You'd need 62 mL of concentrate for the second solution.

Explanation:

So, you know that 5 L of concentrate are used to make a 166-L solution.

Assuming that you're dealing with a volume by volume percent concentration, you know that

#"%v/v" = V_"solute"/V_"solution" * 100#

The volume by volume percent concentration of a solution is defined as the volume of solute divided by the total volume of the solution and multiplied by 100.

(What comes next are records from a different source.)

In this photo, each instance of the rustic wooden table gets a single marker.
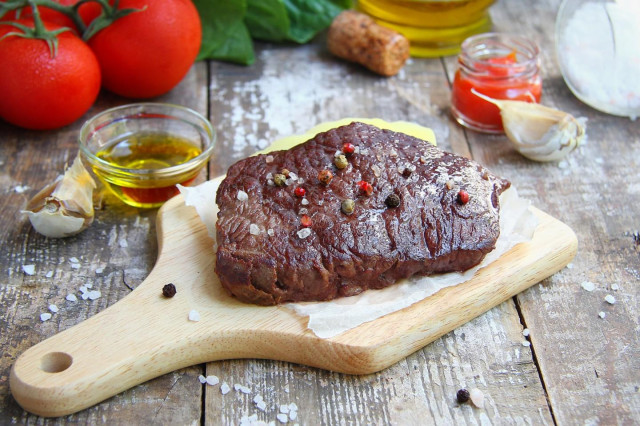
(579, 369)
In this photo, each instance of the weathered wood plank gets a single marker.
(590, 365)
(275, 98)
(114, 255)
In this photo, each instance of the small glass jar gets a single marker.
(142, 151)
(499, 66)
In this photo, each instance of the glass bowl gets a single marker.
(597, 49)
(142, 151)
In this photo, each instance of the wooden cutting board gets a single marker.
(146, 335)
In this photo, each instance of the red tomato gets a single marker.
(43, 92)
(47, 14)
(147, 53)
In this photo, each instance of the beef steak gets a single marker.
(267, 256)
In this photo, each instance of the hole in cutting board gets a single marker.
(55, 362)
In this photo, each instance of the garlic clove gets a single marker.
(538, 132)
(64, 207)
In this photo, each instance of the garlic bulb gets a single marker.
(64, 207)
(538, 132)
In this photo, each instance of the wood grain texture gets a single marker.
(581, 369)
(146, 335)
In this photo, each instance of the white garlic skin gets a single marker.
(64, 207)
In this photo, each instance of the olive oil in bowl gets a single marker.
(142, 151)
(149, 152)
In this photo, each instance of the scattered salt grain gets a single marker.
(242, 196)
(477, 397)
(240, 388)
(304, 233)
(224, 388)
(588, 285)
(194, 315)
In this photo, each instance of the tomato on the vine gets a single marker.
(146, 53)
(42, 91)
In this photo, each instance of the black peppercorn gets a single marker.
(169, 290)
(392, 201)
(463, 396)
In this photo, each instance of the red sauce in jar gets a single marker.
(500, 67)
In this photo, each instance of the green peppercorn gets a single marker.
(279, 179)
(392, 201)
(340, 161)
(325, 177)
(347, 206)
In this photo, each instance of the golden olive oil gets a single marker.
(433, 27)
(138, 163)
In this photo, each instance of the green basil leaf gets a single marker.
(309, 17)
(224, 34)
(267, 20)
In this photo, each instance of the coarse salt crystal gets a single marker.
(194, 315)
(304, 233)
(477, 397)
(588, 285)
(224, 388)
(242, 196)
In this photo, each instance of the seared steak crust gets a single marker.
(263, 258)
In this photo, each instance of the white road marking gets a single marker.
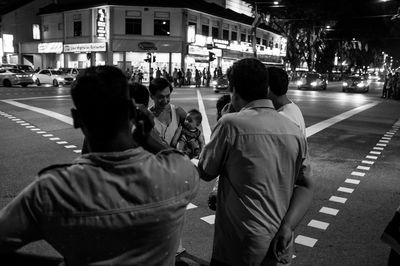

In your case, the solution will have a v/v percent concentration of

#"%v/v" = (5cancel("L"))/(166cancel("L")) * 100 = "3.01%"#

Now, for your second solution, the total volume of the solution will be

#V_"solution" = V_"solute" + V_"water"#

This means that, in order to get a 3.01% v/v solution that uses 2 L of water, you need to add

#"%v/v" = V_"solute"/V_"solution" * 100#

#"3.01%" = V_"solute"/(V_"solute" + "2 L") * 100#

#3.01 * V_"solute" + 6.02 = 100 * V_"solute"#

#V_"solute" = 6.02/96.99 = "0.0621 L" = "62 mL"#

So, to prepare a 3.01% v/v solution with 2 L of water, you need to use 62 mL of concentrate.

ALTERNATIVE METHOD

Alternatively, you can use something called the dilution factor, which is defined as

#"DF" = V_f/V_i#, where

#V_i# - the volume of the aliquot;
#V_f# - the volume of the solution.

The first solution will have a dilution factor of

#"DF" = (166cancel("L"))/(5cancel("L")) = "33.2"#

For the second solution, you know that the volume of the solution is

#V_f = V_"solute" + V_"water" = V_"solute" + "2 L"#

The dilution factor must be the same, so you have

#"DF" = (V_"solute" + "2 L")/V_"solute" = 33.2#

#V_"solute" = "2 L"/32.2 = "0.0621 L" = "62 mL"#